Headache associated with low CSF pressure

Simy Parikh MD (Dr. Parikh of The Jefferson Headache Center at Thomas Jefferson University has no relevant financial relationships to disclose.)
Stephanie J Nahas MD (Dr. Nahas of Thomas Jefferson University received honorariums from Allergan, Amgen, Electrocore, Eli Lilly, and Supernus for consulting work, and from Amgen for speaking engagements.)
Shuu-Jiun Wang MD, editor. (Dr. Wang of the National Yang-Ming University School of Medicine and the Neurological Institute, Taipei Veterans General Hospital received consulting fees from Eli Lilly and Daichi-Sankyo.)
Originally released March 10, 1994; last updated June 5, 2018; expires June 5, 2021

This article includes discussion of headache associated with low CSF pressure, aliquorrhea, CSF hypovolemia, CSF volume depletion, hypoliquorrhea, intracranial hypotension headaches, low cerebrospinal fluid pressure headaches, Schaltenbrand headaches, and spontaneous intracranial hypotension. The foregoing terms may include synonyms, similar disorders, variations in usage, and abbreviations.

Overview

In this article, the authors review new concepts in spontaneous intracranial hypotension. The authors discuss the role of CSF volume depletion and address the substantial variability in the clinical aspects, imaging findings, and CSF abnormalities related to this disorder. Preexisting dural defects, likely related to disorders of the connective tissue matrix, are sometimes seen and contribute to the often complex anatomy of these spontaneous leaks, presenting therapeutic challenges far beyond the expected management of post-lumbar puncture or even post-epidural catheterization CSF leaks. An update with special emphasis on recent theories on orthostatic headache pathogenesis and advances of the imaging techniques to localize CSF leaks and treatment options is provided. The authors also briefly discuss posttraumatic CSF leak.

Key points

 

• Spontaneous intracranial hypotension is characterized by an orthostatic headache accompanied by neck stiffness, tinnitus, hypacusia, photophobia, or nausea.

 

• Spontaneous intracranial hypotension is caused by spontaneous spinal cerebrospinal fluid leaks, resulting in disruption of craniospinal CSF space elasticity and intracranial hypotension.

 

• Spinal CSF leaks can be localized with heavily T2-weighted magnetic resonance myelography, computed tomographic myelography, radionuclide cisternography, or gadolinium-enhanced magnetic resonance myelography.

 

• The treatment of choice is epidural blood patches, preferably delivered at the level of spinal CSF leaks; fibrin sealant injection and surgical repair are reserved for intractable cases.

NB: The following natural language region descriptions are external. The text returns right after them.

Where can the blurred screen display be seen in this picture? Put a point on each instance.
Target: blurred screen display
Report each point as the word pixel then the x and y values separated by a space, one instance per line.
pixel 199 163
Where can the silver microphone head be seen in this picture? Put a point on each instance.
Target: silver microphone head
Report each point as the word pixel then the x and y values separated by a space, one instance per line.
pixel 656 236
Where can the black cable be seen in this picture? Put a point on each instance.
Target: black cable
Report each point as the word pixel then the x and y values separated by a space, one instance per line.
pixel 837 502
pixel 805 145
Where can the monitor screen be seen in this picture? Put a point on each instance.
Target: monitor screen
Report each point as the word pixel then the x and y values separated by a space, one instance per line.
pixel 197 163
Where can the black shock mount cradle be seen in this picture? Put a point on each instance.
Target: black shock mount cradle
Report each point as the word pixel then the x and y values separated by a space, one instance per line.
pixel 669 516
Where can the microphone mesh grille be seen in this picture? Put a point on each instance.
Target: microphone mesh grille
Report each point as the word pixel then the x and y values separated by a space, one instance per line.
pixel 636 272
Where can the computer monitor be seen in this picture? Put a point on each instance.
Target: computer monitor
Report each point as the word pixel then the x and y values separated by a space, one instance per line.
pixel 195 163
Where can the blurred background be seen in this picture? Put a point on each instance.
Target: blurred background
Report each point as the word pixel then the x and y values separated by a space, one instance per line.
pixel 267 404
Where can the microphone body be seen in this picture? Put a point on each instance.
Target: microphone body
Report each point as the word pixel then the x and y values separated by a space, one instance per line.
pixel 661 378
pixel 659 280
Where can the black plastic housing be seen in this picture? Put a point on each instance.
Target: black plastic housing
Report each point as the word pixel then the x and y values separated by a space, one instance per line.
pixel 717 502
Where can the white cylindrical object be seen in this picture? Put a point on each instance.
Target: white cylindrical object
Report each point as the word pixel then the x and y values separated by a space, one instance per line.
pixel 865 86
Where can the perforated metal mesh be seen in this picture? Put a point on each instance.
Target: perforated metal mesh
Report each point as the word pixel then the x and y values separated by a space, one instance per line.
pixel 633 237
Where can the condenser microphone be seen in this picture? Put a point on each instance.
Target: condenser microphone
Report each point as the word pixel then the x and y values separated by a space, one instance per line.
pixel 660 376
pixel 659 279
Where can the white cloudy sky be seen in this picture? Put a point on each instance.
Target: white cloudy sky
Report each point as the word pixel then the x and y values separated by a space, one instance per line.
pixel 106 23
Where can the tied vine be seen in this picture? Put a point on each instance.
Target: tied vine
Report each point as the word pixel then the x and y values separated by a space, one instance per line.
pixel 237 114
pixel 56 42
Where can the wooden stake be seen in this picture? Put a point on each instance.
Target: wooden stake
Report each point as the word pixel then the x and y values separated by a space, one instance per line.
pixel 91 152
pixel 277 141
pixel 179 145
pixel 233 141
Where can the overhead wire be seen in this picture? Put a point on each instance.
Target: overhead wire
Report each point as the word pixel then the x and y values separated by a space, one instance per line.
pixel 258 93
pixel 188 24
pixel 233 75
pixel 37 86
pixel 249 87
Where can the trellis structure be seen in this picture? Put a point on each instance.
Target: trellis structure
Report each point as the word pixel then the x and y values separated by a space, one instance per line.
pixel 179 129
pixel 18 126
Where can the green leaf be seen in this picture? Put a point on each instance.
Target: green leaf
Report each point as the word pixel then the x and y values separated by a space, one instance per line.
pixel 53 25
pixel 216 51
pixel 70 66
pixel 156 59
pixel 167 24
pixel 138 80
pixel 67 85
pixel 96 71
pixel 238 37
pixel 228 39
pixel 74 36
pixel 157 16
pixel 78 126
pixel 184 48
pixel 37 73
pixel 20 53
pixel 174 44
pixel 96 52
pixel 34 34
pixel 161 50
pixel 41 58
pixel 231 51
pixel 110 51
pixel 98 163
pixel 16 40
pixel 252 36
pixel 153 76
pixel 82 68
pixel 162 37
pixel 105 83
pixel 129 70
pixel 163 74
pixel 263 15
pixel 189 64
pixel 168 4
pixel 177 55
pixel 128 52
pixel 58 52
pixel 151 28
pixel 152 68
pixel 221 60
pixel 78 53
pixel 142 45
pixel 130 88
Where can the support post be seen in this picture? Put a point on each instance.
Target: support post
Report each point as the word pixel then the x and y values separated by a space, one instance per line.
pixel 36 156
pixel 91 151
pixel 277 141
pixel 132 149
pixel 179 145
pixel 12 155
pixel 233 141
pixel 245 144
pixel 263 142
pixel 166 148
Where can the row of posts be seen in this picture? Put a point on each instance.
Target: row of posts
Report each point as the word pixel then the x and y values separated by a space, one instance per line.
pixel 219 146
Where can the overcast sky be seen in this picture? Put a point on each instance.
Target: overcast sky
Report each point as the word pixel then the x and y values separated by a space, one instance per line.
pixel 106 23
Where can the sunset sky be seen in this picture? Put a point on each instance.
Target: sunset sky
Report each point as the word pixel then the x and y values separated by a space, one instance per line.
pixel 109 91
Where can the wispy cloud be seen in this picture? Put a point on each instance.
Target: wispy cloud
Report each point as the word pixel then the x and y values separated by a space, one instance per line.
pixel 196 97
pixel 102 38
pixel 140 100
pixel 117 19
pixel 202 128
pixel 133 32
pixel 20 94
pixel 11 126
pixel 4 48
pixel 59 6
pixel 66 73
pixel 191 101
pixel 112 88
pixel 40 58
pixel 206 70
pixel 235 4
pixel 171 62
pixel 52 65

Historical note and terminology

Schaltenbrand, a German neurologist, introduced the term “aliquorrhea,” to describe a disorder associated with low, unobtainable, or even negative CSF pressures, and the disorder was clinically marked by orthostatic headaches and other features (Schaltenbrand 1938). This description provided the first understanding of what is now known as spontaneous intracranial hypotension.

From the 1960s to the 1990s, radionuclide cisternography (Front and Penning 1974; Labadie et al 1976) and conventional myelography emerged as useful and reliable diagnostic tools to demonstrate CSF leaks and help with the study of CSF dynamics. Pachymeningeal enhancement and additional MRI abnormalities in intracranial hypotension were subsequently reported (Sable and Ramadan 1991; Hochman et al 1992; Fishman and Dillon 1993; Pannullo et al 1993). Magnetic resonance imaging of the head and spine has revolutionized the diagnosis of spontaneous intracranial hypotension and CSF leaks. Furthermore, it has been realized that an overwhelming majority of, if not all, cases of spontaneous intracranial hypotension result from spontaneous CSF leaks. Although at one point the etiology of spontaneous CSF leaks was thought to be secondary to loss of CSF volume (Mokri 1999), leading to terms such as “CSF hypovolemia” or “CSF volume depletion” appearing in the literature and being used interchangeably with spontaneous intracranial hypotension (Mokri 1999; Chung et al 2000; Miyazawa et al 2003), no data ultimately supported this theory. The current preferred descriptive term is “spontaneous spinal CSF leak” (Schievink 2008).